The Wiley family moved to Knoxville, Tennessee, around 1880. Eleanor studied at the University of Tennessee and at the Stevens Summer School of Painting, an art colony established by modernist painter Will Henry Stevens that operated in Gatlinburg from the early 1930s through at least 1939. She was an active member of the Nicholson Art League and, in 1934, she founded the Knoxville Art Center, which later merged with the Dulin Gallery of Art and is known today as the Knoxville Museum of Art.

Eleanor Wiley was a popular portraitist who was frequently commissioned to depict prominent state citizens.
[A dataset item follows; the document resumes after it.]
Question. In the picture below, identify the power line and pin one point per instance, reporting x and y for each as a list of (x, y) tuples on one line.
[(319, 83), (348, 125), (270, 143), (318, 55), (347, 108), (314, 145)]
In 1934, she participated in the Public Works of Art project, a government-funded art program sponsored by the WPA. As part of this effort, she painted a series of portraits on porcelain for the Knox County Public Library featuring notable men in Tennessee history, including presidents Andrew Jackson and Andrew Johnson. In honor of the state’s sesquicentennial celebration in 1946, Wiley produced portraits of two distinguished military leaders from Tennessee: the late Samuel P. Carter, who led a group of Union loyalists in East Tennessee during the Civil War, and Admiral Charles St. John Butler. Wiley was also commissioned by the University of Tennessee in 1951 to record the likeness of Dr. Philander Priestly Claxton, who established and directed the school’s Department of Education from 1902 to 1911, before serving as the United States Commissioner of Education. Eleanor Wiley’s work is held in the collections of the Tennessee State Museum, the Morris Museum of Art, the Museum of East Tennessee History, and the Knoxville Museum of Art.